The presence of US envoy Mr Richard Haass at the talks could beimportant over coming days, writes Gerry Moriarty, Northern Editor
The American accent of Mr Richard Haass amid the clamour of British and Irish voices in a crowded No 10 Downing Street yesterday was of significance.
In the spring he made a proposal to Sinn Féin president Mr Gerry Adams that could yet form the basis of a deal that would lead to Assembly elections leading on to a restored Executive, Assembly and all the other institutions of the Belfast Agreement.
Remember that elections were again postponed in May after the British and Irish governments rejected statements from the IRA that seemed to suggest the organisation might go out of business.
The Taoiseach, Mr Ahern, and the British Prime Minister, Mr Tony Blair, at the time said they liked the words from P. O'Neill, but they needed specifics.
They wanted the IRA to state it would end a range of activity, as mentioned in paragraph 13 of the Hillsborough joint declaration, such as "punishment" attacks, intelligence gathering, exiling, and arms procurement.
Mr Haass, who will again be on the periphery of the negotiations in Belfast today, suggested to Mr Adams he should attempt to "bridge the gap" between what non-specifically was on offer from the IRA and what Dublin, London and the Ulster Unionists specifically required.
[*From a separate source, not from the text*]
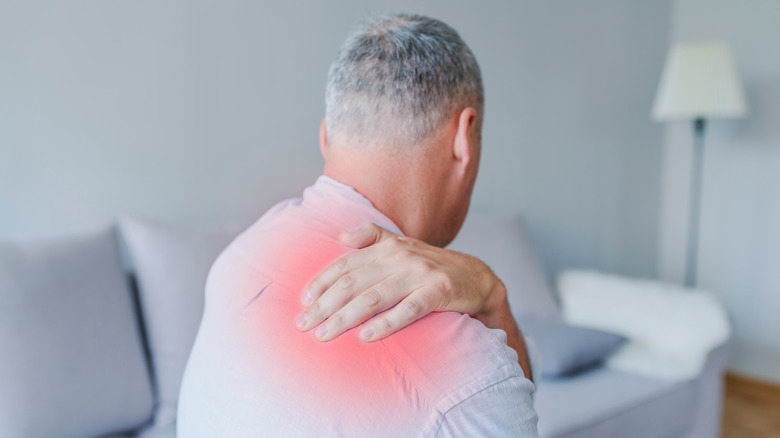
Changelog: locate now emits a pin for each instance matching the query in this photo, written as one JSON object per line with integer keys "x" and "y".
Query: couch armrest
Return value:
{"x": 709, "y": 407}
That's what the coming days of negotiations, privately involving Mr Adams and Mr Trimble and their senior teams of negotiators, will be concentrated upon: to agree a form of wording that the IRA would deliver that would reasonably convincingly persuade pro-Belfast Agreement unionists that it was going out of business.
As to the possibility of a breakthrough in the coming days - while there is progress it's probably wisest to hedge bets at this stage. We have been here before. Expectations have been raised only to be dashed before.
"The mood is neutral but positive," said a British source.
"The atmosphere in Downing Street was good but more negotiations are needed," was the line from Dublin.
"There was some very positive engagement but more work is needed," said a Sinn Féin official. "More work to do," said an Ulster Unionist source.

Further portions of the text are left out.